Many neurons do not fire action potentials, meaning that electrical activity is spatially localised in the neuron: synaptic inputs lead directly to transmitter release locally where the inputs arrive, not in other parts of the neuron. Why? Few examples exist where this neuronal compartmentalisation has a clear behavioural function. We propose a novel hypothesis to link compartmentalisation to behaviour: that in the Drosophila brain, compartmentalised activity in an inhibitory interneuron, ‘APL’, allows localised synaptic modifications to oppose memory formation. Learning modifies (usually weakens) synapses between odour-responsive Kenyon cells (KCs) and behaviour-controlling mushroom body output neurons (MBONs). MBONs that control opposing behaviours (approach vs. avoid the odour) occupy segregated ‘MBON zones’ along KC axons. Together with these segregated ‘MBON zones’, the fact that APL provides local feedback inhibition to KCs could explain why APL suppresses learning. APL would suppress learning if APL locally inhibits MBONs (via KCs) and KC->APL plasticity in each ‘MBON zone’ mirrors KC->MBON plasticity in that zone.
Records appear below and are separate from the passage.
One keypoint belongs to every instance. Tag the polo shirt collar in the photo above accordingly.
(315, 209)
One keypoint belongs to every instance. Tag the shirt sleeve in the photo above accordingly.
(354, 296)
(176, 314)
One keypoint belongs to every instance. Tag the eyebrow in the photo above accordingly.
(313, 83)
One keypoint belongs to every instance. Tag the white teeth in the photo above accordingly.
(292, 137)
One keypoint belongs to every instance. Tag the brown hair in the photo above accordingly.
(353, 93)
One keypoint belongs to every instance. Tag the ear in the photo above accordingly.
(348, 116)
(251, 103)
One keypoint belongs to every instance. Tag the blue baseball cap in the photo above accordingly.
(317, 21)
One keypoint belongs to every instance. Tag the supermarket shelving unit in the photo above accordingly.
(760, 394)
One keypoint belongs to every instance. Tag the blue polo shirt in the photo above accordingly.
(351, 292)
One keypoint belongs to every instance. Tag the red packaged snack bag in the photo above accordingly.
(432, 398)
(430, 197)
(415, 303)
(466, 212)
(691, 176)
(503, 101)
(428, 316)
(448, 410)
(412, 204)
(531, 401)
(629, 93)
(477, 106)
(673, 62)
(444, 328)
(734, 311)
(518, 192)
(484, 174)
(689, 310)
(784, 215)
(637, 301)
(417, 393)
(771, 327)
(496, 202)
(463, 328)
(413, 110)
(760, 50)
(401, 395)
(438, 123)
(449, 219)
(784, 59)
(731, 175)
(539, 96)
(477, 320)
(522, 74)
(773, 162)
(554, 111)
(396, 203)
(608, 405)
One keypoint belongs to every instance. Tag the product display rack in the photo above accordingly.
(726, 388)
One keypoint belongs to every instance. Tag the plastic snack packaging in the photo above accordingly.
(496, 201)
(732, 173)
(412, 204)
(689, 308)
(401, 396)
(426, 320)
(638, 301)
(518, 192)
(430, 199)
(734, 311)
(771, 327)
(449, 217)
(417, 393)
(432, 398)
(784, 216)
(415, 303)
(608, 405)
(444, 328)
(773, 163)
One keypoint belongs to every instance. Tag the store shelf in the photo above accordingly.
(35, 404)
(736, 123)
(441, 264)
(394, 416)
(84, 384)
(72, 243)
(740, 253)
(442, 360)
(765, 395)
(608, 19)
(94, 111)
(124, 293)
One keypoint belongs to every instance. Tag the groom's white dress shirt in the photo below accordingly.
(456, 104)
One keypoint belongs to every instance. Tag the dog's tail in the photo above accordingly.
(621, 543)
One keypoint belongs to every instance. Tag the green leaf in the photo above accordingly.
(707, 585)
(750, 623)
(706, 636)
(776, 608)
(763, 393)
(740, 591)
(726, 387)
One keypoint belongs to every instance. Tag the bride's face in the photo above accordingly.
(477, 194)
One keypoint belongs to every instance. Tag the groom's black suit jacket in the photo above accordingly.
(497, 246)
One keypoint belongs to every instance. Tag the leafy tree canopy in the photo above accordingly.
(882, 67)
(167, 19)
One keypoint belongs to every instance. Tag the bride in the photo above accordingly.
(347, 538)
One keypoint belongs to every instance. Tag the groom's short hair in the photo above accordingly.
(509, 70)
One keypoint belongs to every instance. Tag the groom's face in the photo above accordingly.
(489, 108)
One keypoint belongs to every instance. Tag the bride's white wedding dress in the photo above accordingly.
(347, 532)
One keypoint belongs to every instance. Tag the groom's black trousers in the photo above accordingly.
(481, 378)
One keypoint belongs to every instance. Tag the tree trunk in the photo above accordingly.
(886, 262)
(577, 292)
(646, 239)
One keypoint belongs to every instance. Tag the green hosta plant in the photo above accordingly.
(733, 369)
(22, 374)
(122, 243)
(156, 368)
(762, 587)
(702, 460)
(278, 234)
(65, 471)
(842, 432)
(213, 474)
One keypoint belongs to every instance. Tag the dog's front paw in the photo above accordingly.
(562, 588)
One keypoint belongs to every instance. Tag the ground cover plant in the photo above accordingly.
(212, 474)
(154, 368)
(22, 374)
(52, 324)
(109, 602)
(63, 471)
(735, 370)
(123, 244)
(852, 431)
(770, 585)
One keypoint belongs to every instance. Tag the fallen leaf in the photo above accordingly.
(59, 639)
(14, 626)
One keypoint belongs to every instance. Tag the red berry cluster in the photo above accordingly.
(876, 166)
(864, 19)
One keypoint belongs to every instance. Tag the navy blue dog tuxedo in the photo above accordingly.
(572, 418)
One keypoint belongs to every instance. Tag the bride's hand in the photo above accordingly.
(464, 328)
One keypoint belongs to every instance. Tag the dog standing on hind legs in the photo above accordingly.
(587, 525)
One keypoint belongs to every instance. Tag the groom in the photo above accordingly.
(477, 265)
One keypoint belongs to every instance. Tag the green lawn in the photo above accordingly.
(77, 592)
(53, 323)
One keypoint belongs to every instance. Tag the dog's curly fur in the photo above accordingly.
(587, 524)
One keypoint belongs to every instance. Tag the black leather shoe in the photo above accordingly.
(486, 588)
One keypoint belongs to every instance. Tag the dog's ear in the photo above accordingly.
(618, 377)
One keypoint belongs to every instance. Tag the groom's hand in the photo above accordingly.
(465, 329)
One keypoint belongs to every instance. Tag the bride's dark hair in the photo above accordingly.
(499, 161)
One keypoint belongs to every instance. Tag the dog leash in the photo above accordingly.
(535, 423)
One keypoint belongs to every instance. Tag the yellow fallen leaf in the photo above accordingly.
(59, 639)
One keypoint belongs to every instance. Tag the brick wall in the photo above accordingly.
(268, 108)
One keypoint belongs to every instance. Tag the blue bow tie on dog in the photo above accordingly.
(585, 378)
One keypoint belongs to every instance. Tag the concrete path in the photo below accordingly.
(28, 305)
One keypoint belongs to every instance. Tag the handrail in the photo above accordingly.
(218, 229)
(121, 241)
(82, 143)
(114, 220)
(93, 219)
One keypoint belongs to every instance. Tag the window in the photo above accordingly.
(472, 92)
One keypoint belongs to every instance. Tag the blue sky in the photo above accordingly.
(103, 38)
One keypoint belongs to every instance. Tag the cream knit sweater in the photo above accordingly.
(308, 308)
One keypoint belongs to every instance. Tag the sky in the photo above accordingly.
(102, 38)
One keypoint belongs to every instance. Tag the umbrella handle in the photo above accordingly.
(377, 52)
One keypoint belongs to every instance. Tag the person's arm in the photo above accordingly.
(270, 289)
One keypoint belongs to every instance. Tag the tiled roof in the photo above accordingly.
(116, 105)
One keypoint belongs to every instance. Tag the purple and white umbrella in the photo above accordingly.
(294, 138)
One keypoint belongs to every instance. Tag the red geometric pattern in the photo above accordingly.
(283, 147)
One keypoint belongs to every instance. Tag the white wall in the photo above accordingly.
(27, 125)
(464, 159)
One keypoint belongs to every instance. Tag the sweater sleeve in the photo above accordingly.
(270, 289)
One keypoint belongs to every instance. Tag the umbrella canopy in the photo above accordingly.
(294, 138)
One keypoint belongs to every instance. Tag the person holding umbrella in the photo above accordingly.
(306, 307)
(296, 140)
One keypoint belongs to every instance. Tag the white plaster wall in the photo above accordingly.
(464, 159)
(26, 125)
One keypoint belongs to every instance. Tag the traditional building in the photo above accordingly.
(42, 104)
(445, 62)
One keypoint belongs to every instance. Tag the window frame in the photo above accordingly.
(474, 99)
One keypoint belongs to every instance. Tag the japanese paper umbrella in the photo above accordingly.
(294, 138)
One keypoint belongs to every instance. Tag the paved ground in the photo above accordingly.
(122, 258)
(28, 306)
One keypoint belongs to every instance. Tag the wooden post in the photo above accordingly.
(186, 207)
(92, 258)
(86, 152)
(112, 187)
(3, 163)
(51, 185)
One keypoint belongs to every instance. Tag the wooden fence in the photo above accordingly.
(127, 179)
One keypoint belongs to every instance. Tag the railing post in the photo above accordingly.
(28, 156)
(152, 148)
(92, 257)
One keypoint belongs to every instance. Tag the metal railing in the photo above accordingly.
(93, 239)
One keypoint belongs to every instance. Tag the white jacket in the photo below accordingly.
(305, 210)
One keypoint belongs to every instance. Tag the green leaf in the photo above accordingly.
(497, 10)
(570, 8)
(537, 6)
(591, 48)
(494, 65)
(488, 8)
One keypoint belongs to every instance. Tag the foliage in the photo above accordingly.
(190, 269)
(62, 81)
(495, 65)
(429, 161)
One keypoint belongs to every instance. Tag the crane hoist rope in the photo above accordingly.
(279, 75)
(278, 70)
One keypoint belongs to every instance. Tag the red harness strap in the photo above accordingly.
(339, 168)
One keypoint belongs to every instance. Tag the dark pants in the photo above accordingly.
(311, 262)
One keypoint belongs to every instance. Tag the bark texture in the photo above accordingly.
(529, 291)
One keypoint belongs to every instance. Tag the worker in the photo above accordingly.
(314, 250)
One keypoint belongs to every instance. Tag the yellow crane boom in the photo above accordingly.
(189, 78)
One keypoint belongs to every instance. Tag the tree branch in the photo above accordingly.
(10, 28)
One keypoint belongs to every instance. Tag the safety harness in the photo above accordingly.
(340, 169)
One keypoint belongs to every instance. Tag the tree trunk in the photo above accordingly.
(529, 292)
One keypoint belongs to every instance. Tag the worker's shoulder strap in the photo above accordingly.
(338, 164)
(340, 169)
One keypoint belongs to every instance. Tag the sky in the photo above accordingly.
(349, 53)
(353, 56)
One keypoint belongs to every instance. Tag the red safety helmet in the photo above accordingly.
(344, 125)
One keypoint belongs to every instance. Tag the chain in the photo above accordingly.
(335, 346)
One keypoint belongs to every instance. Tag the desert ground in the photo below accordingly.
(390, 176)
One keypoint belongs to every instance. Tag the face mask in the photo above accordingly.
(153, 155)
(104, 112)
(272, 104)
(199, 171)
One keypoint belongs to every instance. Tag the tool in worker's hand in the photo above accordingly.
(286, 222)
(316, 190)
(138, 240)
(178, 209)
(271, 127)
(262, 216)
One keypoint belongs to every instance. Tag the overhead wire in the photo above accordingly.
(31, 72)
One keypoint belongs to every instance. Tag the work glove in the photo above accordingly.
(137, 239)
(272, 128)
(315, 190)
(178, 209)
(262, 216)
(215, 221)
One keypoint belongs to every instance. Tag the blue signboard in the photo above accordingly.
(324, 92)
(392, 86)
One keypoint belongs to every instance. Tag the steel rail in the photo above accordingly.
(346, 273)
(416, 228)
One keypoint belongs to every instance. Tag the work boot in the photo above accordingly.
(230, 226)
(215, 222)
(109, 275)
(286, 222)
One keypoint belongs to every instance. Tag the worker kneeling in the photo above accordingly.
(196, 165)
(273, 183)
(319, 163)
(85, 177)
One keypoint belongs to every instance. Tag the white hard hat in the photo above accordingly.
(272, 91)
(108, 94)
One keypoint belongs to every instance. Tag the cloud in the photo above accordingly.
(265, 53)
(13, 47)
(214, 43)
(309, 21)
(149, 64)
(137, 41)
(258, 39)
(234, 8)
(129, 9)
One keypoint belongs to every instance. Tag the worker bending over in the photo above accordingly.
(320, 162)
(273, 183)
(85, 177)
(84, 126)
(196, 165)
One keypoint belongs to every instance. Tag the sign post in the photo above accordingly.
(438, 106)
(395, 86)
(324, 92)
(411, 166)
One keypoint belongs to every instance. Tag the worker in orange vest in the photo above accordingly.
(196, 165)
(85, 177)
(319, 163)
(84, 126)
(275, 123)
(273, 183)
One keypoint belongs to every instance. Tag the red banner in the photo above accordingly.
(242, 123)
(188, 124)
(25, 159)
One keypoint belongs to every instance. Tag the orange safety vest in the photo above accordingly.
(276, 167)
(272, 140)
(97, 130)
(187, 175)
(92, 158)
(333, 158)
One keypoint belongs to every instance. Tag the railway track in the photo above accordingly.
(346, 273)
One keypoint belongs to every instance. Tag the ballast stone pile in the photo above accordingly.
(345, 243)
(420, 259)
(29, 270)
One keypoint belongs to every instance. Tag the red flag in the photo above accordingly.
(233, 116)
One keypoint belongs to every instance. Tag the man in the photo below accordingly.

The latter means that learning causes both APL odour responses and APL’s inhibitory output strength in each zone to change in the same direction as MBON odour responses in that zone (but not other zones). Because APL inhibits KCs, this KC->APL plasticity would oppose KC->MBON plasticity, and if this opposition is local to each zone, it would lessen the learning-induced imbalance in MBON activity that underlies olfactory memory. (This logic is explained in more detail in the main summary.) We will test these predictions using two-photon volume imaging of APL and MBONs, using genetically encoded calcium indicators. We will record neural activity while presenting odours to the fly, and/or locally activating or inhibiting APL or dopaminergic neurons by ectopically expressing receptors for chemicals that we locally apply to specific MBON zones.